Hope, Faith, and a Corpse

Home > Other > Hope, Faith, and a Corpse > Page 19
Hope, Faith, and a Corpse Page 19

by Laura Jensen Walker


  “As soon as Doc Linden removes the skeleton. She said the bones are of a young woman around twenty to twenty-five.” Dylan’s jaw tightened. “Someone bashed her skull in.”

  “Oh no.”

  His curt tone continued. “She’s not sure exactly how old the bones are yet—won’t know for sure until she runs carbon-dating tests—but she estimates they could have been in the ground anywhere from fifty to a hundred and fifty years.”
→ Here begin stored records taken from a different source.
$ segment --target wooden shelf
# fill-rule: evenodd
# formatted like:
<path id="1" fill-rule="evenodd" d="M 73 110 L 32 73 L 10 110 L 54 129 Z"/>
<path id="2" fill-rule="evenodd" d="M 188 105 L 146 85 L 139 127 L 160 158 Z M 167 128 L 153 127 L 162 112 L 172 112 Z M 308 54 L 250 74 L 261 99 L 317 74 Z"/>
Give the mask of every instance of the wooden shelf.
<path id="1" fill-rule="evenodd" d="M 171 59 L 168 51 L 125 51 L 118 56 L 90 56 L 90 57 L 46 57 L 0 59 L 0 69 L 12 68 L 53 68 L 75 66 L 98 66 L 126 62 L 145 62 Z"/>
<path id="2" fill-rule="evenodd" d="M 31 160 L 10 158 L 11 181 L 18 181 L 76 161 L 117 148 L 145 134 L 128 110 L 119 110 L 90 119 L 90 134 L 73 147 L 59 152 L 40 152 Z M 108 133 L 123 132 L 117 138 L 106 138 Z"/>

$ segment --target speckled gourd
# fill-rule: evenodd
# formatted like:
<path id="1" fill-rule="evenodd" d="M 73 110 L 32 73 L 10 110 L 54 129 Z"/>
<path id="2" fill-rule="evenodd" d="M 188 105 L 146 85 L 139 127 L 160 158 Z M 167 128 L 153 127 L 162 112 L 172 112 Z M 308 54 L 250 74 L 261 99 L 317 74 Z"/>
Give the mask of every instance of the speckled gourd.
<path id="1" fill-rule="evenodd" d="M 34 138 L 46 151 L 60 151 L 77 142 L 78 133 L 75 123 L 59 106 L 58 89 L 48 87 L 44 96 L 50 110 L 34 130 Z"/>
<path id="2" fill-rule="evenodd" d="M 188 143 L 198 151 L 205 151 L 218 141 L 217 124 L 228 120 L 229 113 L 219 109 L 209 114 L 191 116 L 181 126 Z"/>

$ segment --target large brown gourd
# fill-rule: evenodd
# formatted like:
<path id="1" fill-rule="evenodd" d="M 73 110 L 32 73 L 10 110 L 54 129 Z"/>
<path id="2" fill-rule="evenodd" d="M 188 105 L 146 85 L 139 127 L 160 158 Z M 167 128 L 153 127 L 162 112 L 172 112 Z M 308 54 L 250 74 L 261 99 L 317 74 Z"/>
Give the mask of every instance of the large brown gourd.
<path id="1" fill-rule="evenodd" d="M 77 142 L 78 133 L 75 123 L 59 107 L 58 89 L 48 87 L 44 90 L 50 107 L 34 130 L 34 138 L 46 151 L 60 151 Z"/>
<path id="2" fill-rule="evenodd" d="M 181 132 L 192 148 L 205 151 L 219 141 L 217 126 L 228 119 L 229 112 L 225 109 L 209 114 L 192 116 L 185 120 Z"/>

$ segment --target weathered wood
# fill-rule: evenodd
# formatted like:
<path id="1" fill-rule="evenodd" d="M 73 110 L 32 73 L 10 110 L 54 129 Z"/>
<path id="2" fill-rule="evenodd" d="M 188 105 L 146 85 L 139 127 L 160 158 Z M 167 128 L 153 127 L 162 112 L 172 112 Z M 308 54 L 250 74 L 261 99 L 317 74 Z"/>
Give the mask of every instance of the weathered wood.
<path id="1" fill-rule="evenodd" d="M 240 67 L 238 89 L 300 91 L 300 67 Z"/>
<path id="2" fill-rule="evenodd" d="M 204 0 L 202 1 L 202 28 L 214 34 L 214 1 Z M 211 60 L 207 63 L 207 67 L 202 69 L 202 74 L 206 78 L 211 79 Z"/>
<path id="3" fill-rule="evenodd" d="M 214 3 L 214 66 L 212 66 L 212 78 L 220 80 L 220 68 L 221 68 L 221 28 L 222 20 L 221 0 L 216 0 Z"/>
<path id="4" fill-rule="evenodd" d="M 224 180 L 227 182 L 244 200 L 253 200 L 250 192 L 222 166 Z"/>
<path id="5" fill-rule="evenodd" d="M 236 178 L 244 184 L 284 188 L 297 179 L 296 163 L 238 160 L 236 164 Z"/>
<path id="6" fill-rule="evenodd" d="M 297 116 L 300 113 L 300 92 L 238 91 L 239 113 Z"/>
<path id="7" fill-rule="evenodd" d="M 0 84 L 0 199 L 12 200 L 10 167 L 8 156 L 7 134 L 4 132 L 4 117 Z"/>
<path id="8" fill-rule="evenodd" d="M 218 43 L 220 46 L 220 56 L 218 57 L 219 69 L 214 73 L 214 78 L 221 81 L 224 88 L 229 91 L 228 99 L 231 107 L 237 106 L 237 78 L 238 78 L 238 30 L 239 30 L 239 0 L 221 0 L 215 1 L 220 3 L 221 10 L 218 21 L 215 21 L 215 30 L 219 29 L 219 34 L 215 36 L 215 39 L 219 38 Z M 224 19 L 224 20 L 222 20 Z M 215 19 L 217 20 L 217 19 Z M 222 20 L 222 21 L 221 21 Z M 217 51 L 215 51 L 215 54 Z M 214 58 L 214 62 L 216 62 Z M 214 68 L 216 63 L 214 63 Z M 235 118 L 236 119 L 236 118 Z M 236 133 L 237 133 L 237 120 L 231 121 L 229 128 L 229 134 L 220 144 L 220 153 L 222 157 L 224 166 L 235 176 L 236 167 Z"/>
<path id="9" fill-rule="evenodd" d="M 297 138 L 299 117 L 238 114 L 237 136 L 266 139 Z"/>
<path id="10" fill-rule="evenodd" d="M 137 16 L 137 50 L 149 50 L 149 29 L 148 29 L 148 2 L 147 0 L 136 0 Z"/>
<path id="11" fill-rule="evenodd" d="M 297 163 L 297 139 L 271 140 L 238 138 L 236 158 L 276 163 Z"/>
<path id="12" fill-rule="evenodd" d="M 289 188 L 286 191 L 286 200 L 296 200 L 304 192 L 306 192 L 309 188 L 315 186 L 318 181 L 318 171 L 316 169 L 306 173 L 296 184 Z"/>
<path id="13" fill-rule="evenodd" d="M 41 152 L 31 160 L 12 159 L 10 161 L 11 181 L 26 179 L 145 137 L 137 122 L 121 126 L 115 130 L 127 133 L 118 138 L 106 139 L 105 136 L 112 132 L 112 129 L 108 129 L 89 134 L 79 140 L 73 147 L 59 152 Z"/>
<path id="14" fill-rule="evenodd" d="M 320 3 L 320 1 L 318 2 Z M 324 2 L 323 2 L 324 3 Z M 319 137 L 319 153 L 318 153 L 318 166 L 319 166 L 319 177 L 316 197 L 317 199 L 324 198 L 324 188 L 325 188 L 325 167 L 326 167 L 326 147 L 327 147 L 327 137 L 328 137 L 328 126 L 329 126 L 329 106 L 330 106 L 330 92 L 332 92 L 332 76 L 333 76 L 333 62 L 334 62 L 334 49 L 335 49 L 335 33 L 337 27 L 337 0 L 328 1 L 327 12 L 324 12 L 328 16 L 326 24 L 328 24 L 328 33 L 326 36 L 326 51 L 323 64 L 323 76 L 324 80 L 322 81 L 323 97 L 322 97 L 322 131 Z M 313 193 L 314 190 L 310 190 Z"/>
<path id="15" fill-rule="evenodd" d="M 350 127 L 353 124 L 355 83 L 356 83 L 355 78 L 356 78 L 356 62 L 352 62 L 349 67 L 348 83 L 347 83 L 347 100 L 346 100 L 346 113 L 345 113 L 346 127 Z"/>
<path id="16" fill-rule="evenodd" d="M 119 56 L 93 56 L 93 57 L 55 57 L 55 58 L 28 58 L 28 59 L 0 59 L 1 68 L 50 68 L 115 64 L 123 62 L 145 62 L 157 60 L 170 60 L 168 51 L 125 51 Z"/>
  “Really?” Then I realized why the deputy was being so brusque. Dylan was afraid the skeleton with the bashed-in head was his surrogate-grandfather Harry’s wife. The wife who had supposedly left her husband and run off with a traveling salesman sixty years ago.

  “I’m sorry,” I said softly.

  Dylan looked down at the floor. “The man I knew wouldn’t kill his wife. He loved her.”

  “You don’t know for sure it’s Betsy Guthrie. Doc Linden said the bones could be up to a hundred and fifty years old.”

  His jaw worked. “Except the doc also said she found a tarnished locket with a broken chain in the grave. The locket had a worn inscription on the back: B—or maybe R—and H. Always. Dylan released a bitter laugh. “Harry really fooled everyone, didn’t he? What’s that saying? There’s a sucker born every minute?” The deputy stood up abruptly, startling Bogie. He jammed his hat on his head. “Sorry I woke you, Pastor.” He strode out the front door.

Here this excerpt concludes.